Et le voilà qui se rue vers Ra’wraou avec la ferme intention de l’attraper. C’est à partir de ce moment précis que les choses commencent à vraiment mal tourner. L’éleveur se fraye un chemin parmi les tables et les enclos qui s’enchevêtrent, écartant paniers et cages. Ses congénères des étals d’à côté, étonnés de ce raffut, se tournent vers lui et nous aperçoivent eux-aussi. Catastrophés à l’idée que six matous compromettent leurs petits monstres d’un coup de griffe imprévu, ils se lancent eux aussi à notre poursuite dans la marrée de bestioles et de présentoirs. Nous décampons sans demander notre reste. Avantagés par notre petite taille, nous nous faufilons entre les tables, causant une certaine agitation parmi les exposants. Hélas, nous n’avons en revanche aucune vision d’ensemble de la scène, et nous ne découvrons que trop tard que les humains s’organisent pour mettre la main sur nous. Au détour d’un minuscule couloir bordé de chihuahuas hargneux, nous nous retrouvons ainsi face à un humain furax tendant ses immenses mains pleines de doigts vers nos truffes. Nous freinons des quatre pattes, nous télescopant les uns les autres, nous retournons pour repartir dans l’autre sens, mais un autre humain nous barre la route.

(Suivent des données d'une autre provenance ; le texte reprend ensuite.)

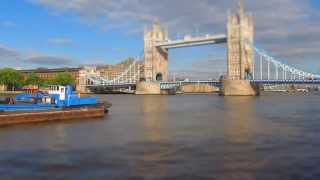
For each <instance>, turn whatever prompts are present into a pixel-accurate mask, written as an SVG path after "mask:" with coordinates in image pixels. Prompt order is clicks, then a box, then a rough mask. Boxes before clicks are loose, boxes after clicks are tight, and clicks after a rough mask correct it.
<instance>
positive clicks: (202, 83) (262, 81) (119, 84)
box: [87, 80, 320, 89]
mask: <svg viewBox="0 0 320 180" xmlns="http://www.w3.org/2000/svg"><path fill="white" fill-rule="evenodd" d="M251 82H252V83H255V84H310V85H320V80H251ZM187 84H209V85H212V86H217V87H219V86H221V82H220V81H176V82H160V87H161V89H172V88H175V87H178V86H182V85H187ZM135 86H136V83H114V84H112V83H106V84H99V85H98V84H96V85H87V87H89V88H90V87H108V88H128V87H135Z"/></svg>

Pris au piège, nous ne savons que faire.

C’est alors que Meov’ow, le Ragdoll sans doute le plus souple et le plus acrobate de l’univers, se ramasse soudain sur lui-même avant de se détendre brusquement dans un saut périlleux absurde. C’est à la fois magnifique et complètement invraisemblable à regarder. Chacun des êtres assistant à la scène admire donc une parabole qui semble au ralenti tant elle est irréelle, passant au dessus des tables, des paniers et des gens, s’achevant contre un poteau où notre compagnon s’accroche de toutes ses griffes avec un miaulement de victoire. Remis de notre stupeur plus tôt que les humains (et que ces attardés de chihuahuas), nous profitons de la diversion pour filer entre les jambes de l’homme devant nous. Pas assez vite cependant car sa poigne se referme sur la peau du cou de Ra’wraou qui feule autant de surprise que de colère. Wra’lou sort alors les griffes et se jette sur l’assaillant. Ou plus précisément sur son postérieur. L’humain se met à hurler de douleur, envoyant valser le Siamois qu’il avait attrapé. Ra’wraou voltige dans une sorte d’imitation catastrophique du saut de Meov’ow avant de s’étaler dans l’enclos d’un chihuahua. C’est la débandade la plus totale. Wra’wraou, Mi’iuw et moi prenons de l’avance en profitant du chaos pour foncer vers la partie du salon consacrée aux chats. Derrière nous, Wra’lou échappe à l’humain qu’il vient de planter dans le derrière et s’enfuit à toutes pattes pour semer ses poursuivants. Meov’ow pour l’instant hors d’atteinte se met à miauler bruyamment, hurlant comme une porte mal graissée s’essayant au chant lyrique pour attirer l’attention des éleveurs à la traine qui pourraient encore nous courser.

Ra’wraou elle, se redresse… et tombe nez à nez face au pire des représentants canins que l’on puisse imaginer : un chihuahua. Ou plutôt, ce croisement improbable entre un rat d’égout et une chauve-souris que l’on s’obstine à considérer comme un chien. L’atrocité biologique retrousse les babines sur des crocs pointus et grogne comme elle peut compte tenu de la taille risible de sa cage thoracique. Ra’wraou se gonfle de toute l’épaisseur de ses poils. Des griffes aiguisées jaillissent de ses pattes. Tendue à l’extrême, elle attend le moment propice ou le sale cabot va se jeter sur elle. Soudain, elle perçoit un léger fléchissement dans les… hum… pattes ? Du moins les petites baguettes qui lui en tiennent lieu. Alors que la honte de l’évolution animale bondit, Ra’wraou exécute un pas de côté et balance sa patte griffue dans la truffe du prétendu molosse. Un couinement de douleur lui indique aussitôt qu’elle a gagné le combat. Le minuscule chien fait machine arrière et se recroqueville dans un coin, la patte sur son museau égratigné. Le Siamois sourit, souffle sur ses griffes comme le font les humains sur leurs armes… et prend la poudre d’escampette en apercevant le propriétaire de sa victime se précipiter vers elle.